Radosław Damasiewicz skomentował: „Wyjazdy typu city break to tzw. wyprawy budżetowe. Turyści zwiedzający europejskie metropolie najczęściej rezerwują tylko przelot i hotel ze śniadaniami. W wypadku miast położonych względnie blisko Polski, jak Wiedeń, Praga, Budapeszt czy Wilno, często rezygnują z przelotu wybierając dojazd własny.”

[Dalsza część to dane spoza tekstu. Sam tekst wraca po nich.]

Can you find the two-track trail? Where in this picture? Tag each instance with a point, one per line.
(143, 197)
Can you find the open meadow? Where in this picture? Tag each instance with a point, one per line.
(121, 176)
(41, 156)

W okresie jesiennym klienci Travelplanet.pl równie chętnie jak w europejskich stolicach wypoczywają maksymalnie 4 dni w śródziemnomorskich kurortach w Turcji, Grecji, na Malcie a także w Egipcie i Maroku.

Damasiewicz zauważył: „Warto jednak pamiętać, że tej jesieni przeszło 9 na 10 klientów Travelplanet.pl zarezerwowało sobie regularny, co najmniej tygodniowy wypoczynek w Grecji, Egipcie, Turcji Hiszpanii i Tunezji. Ceny wyjazdów typu last minute tych krajów na kilka dni a nawet tydzień jesienią oscylują wokół 1100 – 1300 zł i są porównywalne z kosztami kilkudniowego, budżetowego pobytu w europejskich metropoliach.”